3Ph. Lacadée soutient que les personnages de Walser renvoient à sa personnalité fragmentée, incapable de fournir à l’Autre une image unitaire et cohérente. La fragmentation semble, d’ailleurs, représenter un trait caractéristique du discours labyrinthique walserien qui met en scène un moi découpé, chaotique, opposé à l’individu solide et harmonieux. L’errance de l’écriture traduit le vagabondage de la vie réelle, mais sert en même temps à « nouer ce qui en lui fuit, se dissocie, s’éparpille en pièces détachées. » Pour l’illustrer, Ph. Lacadée s’interroge sur la figure ambivalente du serviteur chez Walser, qui y recourt afin de maintenir le minimum de lien social. Se vouer au service de l’Autre garantit la liberté sans risquer de s’aliéner. Par ailleurs, c’est Walser lui-même qui déclare que se soumettre, c’est plus raffiné que penser. Cependant, la soumission walserienne est ambiguë puisqu’elle ne suppose pas l’acceptation, mais le rejet ironique de l’Autre. Conscient des règles du jeu social, le serviteur walserien s’en détache, tout en donnant l’impression d’obéissance totale. Grâce à son ironie, il arrive à remplacer le maître et à occuper sa place. Le serviteur se contente d’être « un ravissant zéro tout rond », position qui ferme toute communication et qui protège son espace intime de jouissance.

4L’image du serviteur par excellence est donnée par le brigand, le protagoniste du dernier roman de Walser. Pour Ph. Lacadée, le brigand constitue l’alter-ego de Walser et réussit à incarner « l’errance ultime et ironique ». Chez lui, l’absence du phallus est supplantée par la figure de la serveuse. Comme la plupart des personnages walseriens, il est un être non sexué, non divisé par le sexe. Il tire sa satisfaction de l’acte de servir son maître, dans ce cas précis, sa bien-aimée Edith. Néanmoins, le brigand, comme Walser, se proclame un non-dupe, il refuse le sens de l’Autre et choisit de vivre discrètement sans but ni titres. Quoique persécuté en apparence, le brigand incite à la persécution. Sa fausse obéissance est, en fin de compte, le rejet ironique de tout discours figé. Parallèlement, Ph. Lacadée note la duplicité du brigand, scindé entre le promeneur actif et le citoyen commun. Cette dichotomie se reflète dans la conception que Walser a du langage qui oppose « la dynamique vivante », liée au concept walserien de temps présent à « l’ordre conceptuel du temps », associé au temps de l’Autre.
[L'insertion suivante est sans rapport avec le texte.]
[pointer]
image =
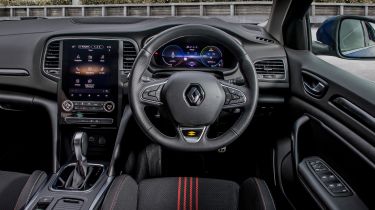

5La division n’est pas toutefois négative, car elle privilégie l’existence d’un espace unique, la « cavité des grés » où le brigand se ressource et retrouve son équilibre. Celle-ci devient une sorte de locus amoenus qui abonde en occurrences. Parmi elles, Ph. Lacadée mentionne « le lac acoustique », espace de sonorité où « le sujet jouit du sens entendu dans la bain de lalangue ». Le « lac acoustique » se définit de la sorte comme espace d’autoréflexivité où Walser entend son dit et préfère la résonance du signifiant à la communication. Ph. Lacadée continue les analogies et établit des correspondances entre le « lac acoustique » et le « territoire du silence sonore », retrouvé dans la neige. Espace de toutes les sonorités possibles, la neige se dresse toujours comme évasion au sens commun et accablant de l’Autre. Ph. Lacadée réussit, par conséquent, à distinguer deux façons chez Walser de contrecarrer l’ordre invasif de l’Autre. D’une part, c’est l’obéissance dissimulée qui cache le rire ironique du serviteur et d’autre part, il y a l’écriture qui transforme le réel en roman. La neige s’affirme finalement comme métaphore de l’écriture walserienne. Grâce à sa forte liaison avec la promenade, elle devient labyrinthique. L’écriture chez Walser naît avec la marche, qui dicte son rythme, tandis que la promenade fait que le texte a « lui-même son parcours, son allure, ses haltes, ses détours, ses aléas ». Son style est celui que Walser lui-même appelle « le syle-du-temps-présent » qui résiste à l’universel pour s’intéresser à la singularité du détail. Le propre de l’écriture c’est d’obéir à la « volonté des mots » et de garder la « liberté libre ». Ph. Lacadée démontre donc que le labyrinthe de Walser n’est pas négatif, mais plutôt ironique, car au lieu de suivre un sens, il mène le lecteur vers un non-sens. Walser lui-même se dédouble et devient lecteur lorsqu’il lit ses textes miniaturisés et y retrouve la jouissance de l’ouïe et de la voix.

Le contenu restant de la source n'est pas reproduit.